Réuni le 9 juillet, le
Bureau nouvellement élu a pris acte du rapport du trésorier sur les comptes de
l'exercice 2002 puis a nommé plusieurs personnalités dans l'Ordre de la Pléiade.
A l'invitation de la
section française, la prochaine réunion du Bureau se tiendra à Cayenne (Guyane)
en janvier prochain.
XXIXème
SESSION ANNUELLE DE L’APF
Niamey (Niger), 7 – 9 juillet 2003

La XXIXème session annuelle de l’APF a réuni à Niamey, du 7
au 9 juillet 2003, trente trois délégations composées de 125 parlementaires
francophones.
Outre les membres de la
section ayant assisté au Bureau, la délégation française était composée de M.
Jacques Brunhes, député (CR) des Hauts-de-Seine, vice-président de la section,
M. Philippe Marini, sénateur (UMP) de l’Oise, secrétaire général de la section,
Mme Michèle André, sénatrice (Soc) du Puy-de-Dôme et M. Simon Loueckhote,
sénateur (UMP) de Nouvelle-Calédonie, membres du bureau de la section, MM.

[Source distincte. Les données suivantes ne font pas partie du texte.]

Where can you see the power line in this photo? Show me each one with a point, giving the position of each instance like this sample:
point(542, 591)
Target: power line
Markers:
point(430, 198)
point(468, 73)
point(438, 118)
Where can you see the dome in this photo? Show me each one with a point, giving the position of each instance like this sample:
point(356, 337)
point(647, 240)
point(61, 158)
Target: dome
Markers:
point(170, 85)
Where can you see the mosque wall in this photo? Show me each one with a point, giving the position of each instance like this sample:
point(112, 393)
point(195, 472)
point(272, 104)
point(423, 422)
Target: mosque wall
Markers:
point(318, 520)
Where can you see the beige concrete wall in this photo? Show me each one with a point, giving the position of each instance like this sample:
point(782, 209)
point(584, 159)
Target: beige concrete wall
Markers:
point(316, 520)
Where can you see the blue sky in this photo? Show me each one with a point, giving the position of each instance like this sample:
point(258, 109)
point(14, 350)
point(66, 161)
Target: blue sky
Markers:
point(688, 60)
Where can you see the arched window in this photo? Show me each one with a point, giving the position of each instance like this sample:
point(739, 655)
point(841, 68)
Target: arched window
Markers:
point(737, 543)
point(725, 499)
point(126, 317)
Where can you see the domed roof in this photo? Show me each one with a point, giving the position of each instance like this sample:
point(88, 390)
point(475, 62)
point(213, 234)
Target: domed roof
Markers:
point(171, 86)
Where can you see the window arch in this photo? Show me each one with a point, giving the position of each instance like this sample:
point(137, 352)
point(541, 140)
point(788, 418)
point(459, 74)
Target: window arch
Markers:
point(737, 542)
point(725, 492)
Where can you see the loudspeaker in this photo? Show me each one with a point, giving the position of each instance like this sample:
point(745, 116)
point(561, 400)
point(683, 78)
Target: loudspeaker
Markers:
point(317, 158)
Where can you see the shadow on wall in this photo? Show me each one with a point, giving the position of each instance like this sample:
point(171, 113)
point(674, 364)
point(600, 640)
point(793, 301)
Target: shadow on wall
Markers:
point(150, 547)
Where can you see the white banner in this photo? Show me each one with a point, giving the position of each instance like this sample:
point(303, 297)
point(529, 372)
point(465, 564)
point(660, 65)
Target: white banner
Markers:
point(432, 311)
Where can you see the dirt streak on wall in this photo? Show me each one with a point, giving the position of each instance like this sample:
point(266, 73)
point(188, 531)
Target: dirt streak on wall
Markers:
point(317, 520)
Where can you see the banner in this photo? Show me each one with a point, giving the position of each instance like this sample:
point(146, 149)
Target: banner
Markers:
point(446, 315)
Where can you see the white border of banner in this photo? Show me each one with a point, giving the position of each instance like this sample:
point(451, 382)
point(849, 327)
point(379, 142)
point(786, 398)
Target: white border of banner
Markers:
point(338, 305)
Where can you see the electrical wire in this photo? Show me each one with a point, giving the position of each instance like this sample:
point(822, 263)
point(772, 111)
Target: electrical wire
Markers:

Richard Cazenave, député (UMP) de l’Isère, président de la commission politique
de l’APF, René Dosière, député (Soc) de l’Aisne, vice-président de la
sous-commission de l’éducation, Mme Henriette Martinez, députée (UMP) des
Hautes-Alpes et M. Hervé Morin, député (UDF) de l’Eure.
Le dimanche 6 juillet a été consacré aux travaux du réseau
des femmes parlementaires francophones. Lors de cette réunion, le comité
directeur du réseau a notamment élu sa nouvelle présidente, Mme Viviane Compaoré,
députée du Burkina Faso et choisi une parlementaire française, Mme Henriette
Martinez comme rapporteure.
Le lundi 7 juillet a été consacré aux travaux des quatre
commissions qui ont examiné leurs projets de rapport et de résolution. La
commission politique a ainsi longuement débattu d’un projet de résolution sur le
Proche-Orient, à l’occasion duquel M. Philippe Marini et deux députés, égyptiens
et libanais, ont rédigé un texte commun adopté par la commission.
La XXIXème session s’est ouverte le mardi 8 juillet après une
intervention du président de la République du Niger, M. Mamadou Tandja. M. Abdou
Diouf, secrétaire général de l’Organisation internationale de la francophonie (OIF)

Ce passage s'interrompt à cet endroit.